To Gotham, we go!
After much teasing and name dropping over the course of the season, the Arrow-verse has finally taken us to Gotham in part 2 of the Elseworlds crossover. And we’ve finally gotten our introduction to Ruby Rose as Batwoman (aka Kate Kane), not to mention the reason why neither Oliver (Stephen Amell) nor Barry (Grant Gustin) has crossed paths with Batman throughout these past seven years.
Designed as the Arrow portion of the crossover, this episode set up two key elements: establishing Batwoman as a potential spinoff series, and explaining The Monitor’s motives enough so that when part 3 of the crossover aired, it wouldn’t feel like an info-dump when it came time to reveal all.
In those aspects, ‘Elseworlds‘ Part 2 was an impressive feat. Props to writer/executive producer Marc Guggenheim for keeping the narrative clear and concise throughout the episode. Batwoman was given a fantastic entrance in the scene where the inmates escape Arkham Asylum, and the final few minutes gave incredible insight into not only part 3 of the crossover but also a crisis that could potentially alter the Arrow-verse as we know it.
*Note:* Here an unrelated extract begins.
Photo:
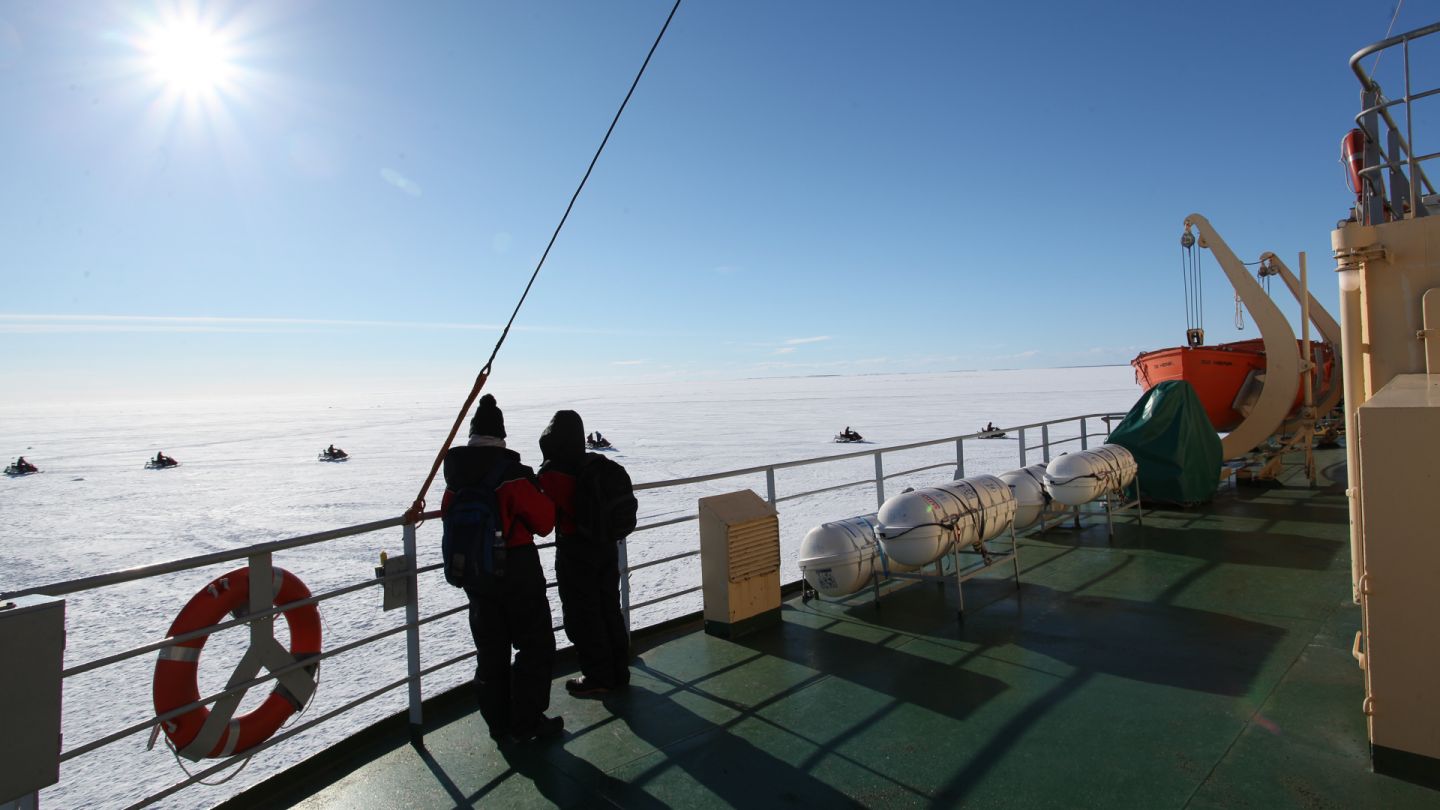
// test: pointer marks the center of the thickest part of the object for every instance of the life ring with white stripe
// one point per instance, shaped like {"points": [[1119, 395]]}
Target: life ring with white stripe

Because the Arrow portion of the crossover juggled so many narrative elements, Arrow’s supporting cast got the same treatment that The Flash’s did in part 1, although it’s arguable that Cisco (Carlos Valdes) and Caitlin (Danielle Panabaker) were better integrated here than in their own episode. The takeaway here is that the bulk of the episode sets up a possible backdoor pilot for Batwoman, or maybe even a smaller scale take on the Arrow-verse reiteration of the Justice League. It’s more than just an episode of Arrow.
And it works in the episode favor. Not only does it carry over the humor of part 1 with Grant Gustin’s retelling of Stephen Amell’s usual Arrow introduction, but it also establishes Oliver’s steadfast insistence that Batman is an urban legend concocted by the Gotham City police, and the introduction of Batwoman gives us some pretty damn cool fight scenes around Arkham.
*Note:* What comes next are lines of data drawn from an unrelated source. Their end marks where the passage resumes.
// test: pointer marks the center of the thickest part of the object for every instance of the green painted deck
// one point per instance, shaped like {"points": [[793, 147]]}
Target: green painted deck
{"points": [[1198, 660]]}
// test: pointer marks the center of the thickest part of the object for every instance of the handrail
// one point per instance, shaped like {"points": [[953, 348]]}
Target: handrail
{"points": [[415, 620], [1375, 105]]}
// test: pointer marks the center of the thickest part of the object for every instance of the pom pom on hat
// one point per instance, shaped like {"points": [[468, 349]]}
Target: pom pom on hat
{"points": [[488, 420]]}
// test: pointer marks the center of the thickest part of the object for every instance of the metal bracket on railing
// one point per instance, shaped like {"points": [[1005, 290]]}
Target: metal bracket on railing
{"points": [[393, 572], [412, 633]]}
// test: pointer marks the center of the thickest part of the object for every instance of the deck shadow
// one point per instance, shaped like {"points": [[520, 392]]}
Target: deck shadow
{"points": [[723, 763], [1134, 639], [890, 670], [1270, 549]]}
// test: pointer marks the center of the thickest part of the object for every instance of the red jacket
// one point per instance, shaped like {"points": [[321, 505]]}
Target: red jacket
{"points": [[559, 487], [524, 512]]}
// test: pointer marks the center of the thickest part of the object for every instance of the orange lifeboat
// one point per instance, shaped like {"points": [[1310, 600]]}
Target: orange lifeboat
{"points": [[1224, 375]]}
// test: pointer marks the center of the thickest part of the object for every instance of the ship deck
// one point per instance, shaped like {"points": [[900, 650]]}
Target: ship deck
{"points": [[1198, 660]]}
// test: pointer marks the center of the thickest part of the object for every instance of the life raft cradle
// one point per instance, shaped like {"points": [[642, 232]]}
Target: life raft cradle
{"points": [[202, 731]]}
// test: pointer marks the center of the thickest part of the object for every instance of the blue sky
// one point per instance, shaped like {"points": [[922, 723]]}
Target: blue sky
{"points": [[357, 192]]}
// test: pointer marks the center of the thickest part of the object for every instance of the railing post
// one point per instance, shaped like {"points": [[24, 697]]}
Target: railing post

Although it doesn’t exactly make sense that Barry would see Malcolm Merlyn (John Barrowman) and Oliver would see the Reverse Flash (Tom Cavanagh) when hit by Scarecrow‘s fear gas, it’s a great little aside that enables our heroes to see things from the other’s perspective, and so that Batwoman can knock some sense into them after realizing what happened. Still, it’s a bit eye-roll inducing to have the villains explain Barry and Oliver’s backstories to each other.
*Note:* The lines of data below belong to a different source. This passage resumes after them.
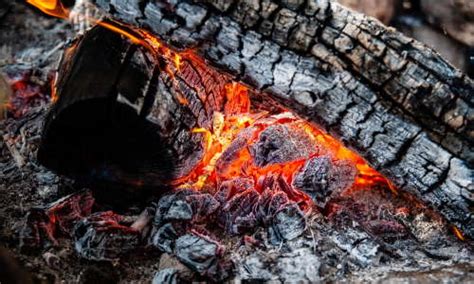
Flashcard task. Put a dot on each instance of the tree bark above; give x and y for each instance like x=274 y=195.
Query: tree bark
x=390 y=98
x=107 y=122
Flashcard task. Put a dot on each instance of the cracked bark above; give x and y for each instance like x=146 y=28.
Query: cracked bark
x=396 y=102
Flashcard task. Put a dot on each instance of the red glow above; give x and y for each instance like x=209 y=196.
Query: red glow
x=26 y=94
x=51 y=7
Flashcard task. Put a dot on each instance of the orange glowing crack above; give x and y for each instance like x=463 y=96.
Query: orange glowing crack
x=51 y=7
x=226 y=126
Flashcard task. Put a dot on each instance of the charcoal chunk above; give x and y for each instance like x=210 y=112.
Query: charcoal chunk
x=237 y=215
x=321 y=178
x=198 y=253
x=46 y=223
x=173 y=207
x=179 y=210
x=102 y=236
x=203 y=205
x=288 y=224
x=166 y=276
x=282 y=143
x=165 y=237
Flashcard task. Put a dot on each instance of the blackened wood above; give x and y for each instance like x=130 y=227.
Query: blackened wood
x=117 y=117
x=392 y=99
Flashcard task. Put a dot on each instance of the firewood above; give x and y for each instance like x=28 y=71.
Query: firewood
x=392 y=99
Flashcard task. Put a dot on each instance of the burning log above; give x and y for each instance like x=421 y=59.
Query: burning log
x=392 y=99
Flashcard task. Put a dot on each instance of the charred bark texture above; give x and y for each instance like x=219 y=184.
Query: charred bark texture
x=107 y=122
x=389 y=97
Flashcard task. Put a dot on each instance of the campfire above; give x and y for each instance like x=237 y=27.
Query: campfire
x=252 y=141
The episode’s final moments reveal the Monitor’s plan and give us an intriguing tease of part 3: he’s trying to prepare the universe for an imminent “crisis.” The terms have major implications for the Arrow-verse, most notably Barry Allen, as it seems that there are multiple realities on the verge of colliding.
All in all, this episode managed to continue the momentum set in part 1 of Elseworlds, bringing with it some hilarious and sobering moments. While The Flash felt more like a stand-alone episode, Arrow felt more like a crossover: multiple heroes from multiple Earths coming together to set things right. Oh, and of course, the introduction of Batwoman brought with it the implications of a possible spin-off series for the caped crusader.